World News – UA – Exit STING from MND


The research team discovered how inflammation in MND is triggered Identifying molecules involved in this pathway could be a first step towards a new treatment for MND

They found that by blocking an immune sensor called STING, they could drastically prevent inflammation in cells in patients with MND, paving the way for a new class of drugs to be developed for people with neurodegenerative disorders, such as MND

The discovery, published today in Cell, was led by researchers at Walter and the Eliza Hall Institute, associate professor Seth Masters and Dr Alan Yu, along with colleagues from the University of Melbourne and from the Hudson Institute

MND is an incurable condition in which the nerve cells controlling the muscles that allow us to move, speak, swallow and breathe, do not work One in 10,000 Australians will be diagnosed with MND in their lifetime and average life expectancy after diagnosis is only two years

Most people with MND have a build-up of a protein called TDP-43 in central nervous system cells This build-up is associated with an inflammatory response that precedes the main symptoms of MND

Researchers at the institute studied how disease-causing inflammation is triggered in MND, said a Masters associate professor. “This unexpectedly identified that an immune sensor called STING is activated downstream of TDP -43 Fortunately, our team had previously studied the role of STING in other inflammatory diseases and are now working to block it »

The team then used new inhibitors – drug-like compounds – to block different components of this inflammatory pathway

“Using cells from MND patients that we can turn into motor neurons in a dish, we have shown that blocking STING significantly prevents inflammation and keeps cells alive longer. ‘an exciting first step before bringing these inhibitors into the clinic for the treatment of MND

Associate Professor Masters said his research has also established activation of STING in people who have died from MND disease

« We now aim to validate a pathway biomarker earlier in disease progression. Once this neuroinflammatory biomarker is validated, we will better understand which patients will benefit most from treatments targeting the pathway, » he said.

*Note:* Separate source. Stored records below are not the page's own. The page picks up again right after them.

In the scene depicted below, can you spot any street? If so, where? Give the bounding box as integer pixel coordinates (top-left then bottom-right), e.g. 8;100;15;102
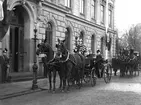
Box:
0;76;141;105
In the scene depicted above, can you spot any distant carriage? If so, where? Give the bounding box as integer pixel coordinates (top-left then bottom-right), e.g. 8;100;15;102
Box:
112;50;139;76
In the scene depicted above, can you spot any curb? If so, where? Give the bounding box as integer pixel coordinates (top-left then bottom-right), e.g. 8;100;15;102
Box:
0;88;48;100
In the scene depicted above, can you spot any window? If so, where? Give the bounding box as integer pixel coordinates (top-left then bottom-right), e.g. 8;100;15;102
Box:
80;0;84;14
100;5;104;23
65;0;71;8
108;10;112;27
91;0;96;19
45;22;53;46
108;4;113;27
79;31;84;44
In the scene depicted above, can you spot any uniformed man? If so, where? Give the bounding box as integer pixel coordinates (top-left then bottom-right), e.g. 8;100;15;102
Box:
0;48;9;83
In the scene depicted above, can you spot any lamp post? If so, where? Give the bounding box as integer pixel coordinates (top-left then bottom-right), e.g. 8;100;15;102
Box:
31;24;38;90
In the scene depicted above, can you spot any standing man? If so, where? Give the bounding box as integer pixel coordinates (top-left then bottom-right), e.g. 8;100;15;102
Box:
95;50;103;78
0;48;9;83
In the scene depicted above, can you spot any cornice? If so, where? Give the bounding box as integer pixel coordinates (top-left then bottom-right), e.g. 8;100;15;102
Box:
43;1;67;13
66;13;106;30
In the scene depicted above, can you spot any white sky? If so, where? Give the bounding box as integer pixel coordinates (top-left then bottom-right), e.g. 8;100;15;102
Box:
115;0;141;32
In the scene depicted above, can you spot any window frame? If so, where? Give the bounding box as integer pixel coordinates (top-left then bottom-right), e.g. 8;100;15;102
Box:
100;4;105;24
79;0;85;14
108;4;113;27
65;0;71;8
91;0;96;19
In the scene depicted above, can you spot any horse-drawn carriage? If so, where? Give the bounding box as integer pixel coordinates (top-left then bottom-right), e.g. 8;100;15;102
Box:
36;40;112;91
112;49;140;76
84;56;112;86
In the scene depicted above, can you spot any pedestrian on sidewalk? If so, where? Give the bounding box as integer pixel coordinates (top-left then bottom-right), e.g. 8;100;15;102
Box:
0;48;9;83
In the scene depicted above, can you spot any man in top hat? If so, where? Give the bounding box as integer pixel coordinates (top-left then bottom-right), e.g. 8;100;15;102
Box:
0;48;9;83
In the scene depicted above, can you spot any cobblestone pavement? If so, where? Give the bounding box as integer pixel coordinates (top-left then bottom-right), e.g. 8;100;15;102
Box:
0;73;141;105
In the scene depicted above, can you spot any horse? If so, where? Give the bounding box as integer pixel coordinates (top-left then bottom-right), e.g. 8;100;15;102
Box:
36;42;62;92
56;39;85;90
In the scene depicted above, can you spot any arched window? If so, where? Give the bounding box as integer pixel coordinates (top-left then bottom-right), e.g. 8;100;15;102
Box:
79;31;84;44
65;28;70;50
45;22;53;46
91;35;95;53
101;37;104;55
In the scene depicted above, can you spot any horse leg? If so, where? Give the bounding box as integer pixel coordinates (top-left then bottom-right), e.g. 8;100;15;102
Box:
58;71;63;90
53;69;56;92
48;71;52;91
62;77;66;92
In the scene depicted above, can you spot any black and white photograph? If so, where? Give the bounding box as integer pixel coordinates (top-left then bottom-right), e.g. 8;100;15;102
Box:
0;0;141;105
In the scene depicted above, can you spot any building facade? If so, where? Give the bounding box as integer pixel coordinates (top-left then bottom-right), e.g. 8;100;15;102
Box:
1;0;116;79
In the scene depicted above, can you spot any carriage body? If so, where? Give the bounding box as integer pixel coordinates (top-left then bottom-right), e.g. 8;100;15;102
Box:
84;56;112;86
111;51;140;76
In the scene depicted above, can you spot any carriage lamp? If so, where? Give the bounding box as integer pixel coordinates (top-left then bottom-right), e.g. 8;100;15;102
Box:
31;24;38;90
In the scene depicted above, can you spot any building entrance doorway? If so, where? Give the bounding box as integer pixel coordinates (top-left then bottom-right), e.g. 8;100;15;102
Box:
9;6;25;72
10;26;24;72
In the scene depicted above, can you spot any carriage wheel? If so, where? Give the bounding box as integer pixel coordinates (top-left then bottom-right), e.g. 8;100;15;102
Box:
103;64;112;83
90;68;96;87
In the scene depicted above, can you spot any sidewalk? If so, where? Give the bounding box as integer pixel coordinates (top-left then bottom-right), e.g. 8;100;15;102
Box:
0;72;118;100
0;77;59;100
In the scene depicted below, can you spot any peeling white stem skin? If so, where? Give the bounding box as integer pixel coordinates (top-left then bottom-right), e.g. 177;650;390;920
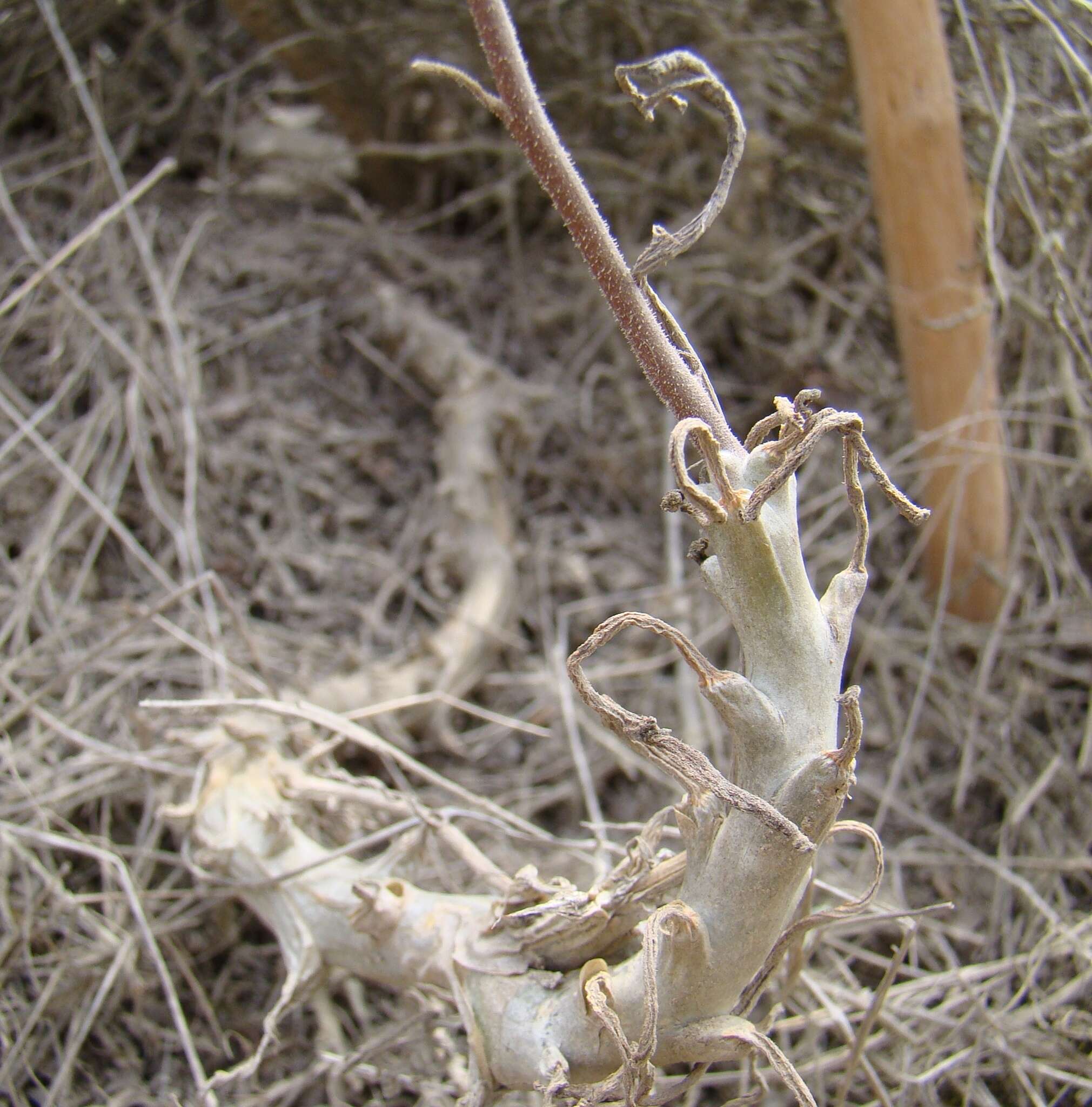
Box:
191;427;866;1088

« Interestingly, our preclinical models suggest that although anti-inflammatory drugs that inhibit STING did not prevent the onset of the disease, they slowed the degenerative progression of the disease »

« We hope this research could lead to treatment for people with established MND, who currently have very few treatment options and a post-diagnosis life expectancy of only two to five years, » a- he declared

« Although it is not a cure, we hope it will extend life expectancy and dramatically improve the quality of life for people with MND »

Associate Professor Masters said that future treatment may also be effective in slowing the progression of other neurodegenerative disorders

« We hope to develop a new class of drugs that act as inhibitors of STING to stop the progression of neurodegenerative disorders, such as MND, frontotemporal dementia and Parkinson’s disease »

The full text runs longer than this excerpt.